A member of the Army’s 1st Infantry Division was killed and another soldier was injured when a roadside bomb exploded beside their combat patrol about 10 miles southeast of the capital near Salman Pak. The dead soldier was not identified because his next of kin had not been notified.
The kidnapped Lebanese-American was identified by the Associated Press as Radim Sadeq, an employee of a cell phone company. He was abducted after answering the front door to his house in Baghdad’s Mansour district, the same prosperous neighborhood where an unidentified U.S. citizen and four other people were kidnapped two days earlier, and where two Americans and a Briton were abducted last month. Those three were later beheaded.

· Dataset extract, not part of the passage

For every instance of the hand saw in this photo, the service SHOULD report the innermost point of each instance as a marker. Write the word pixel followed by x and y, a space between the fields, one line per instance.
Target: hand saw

Also Wednesday, three beheadings were shown on a tape received by the Arab satellite news channel al-Jazeera. A group calling itself the Brigades of the Iraqi Honorables asserted responsibility for killing the three men, who were identified as members of the Iraqi National Guard. Three bodies believed to be theirs were found under the 14th of July Bridge, an emblem of the U.S. presence in Iraq because it is reserved for travelers cleared to cross the Tigris River into the fortified Green Zone, which is guarded by U.S. forces.
A fourth decapitation was posted on a Web site by the Ansar al-Sunna Army, a group that has boasted of several beheadings. In a statement, the group identified the victim as Maj. Hussein Shanoun, an officer in the nascent Iraqi army being trained by U.S. forces.
Four Jordanian truck drivers were reported kidnapped Wednesday, a government spokeswoman said from Amman, the Jordanian capital, according to the Associated Press.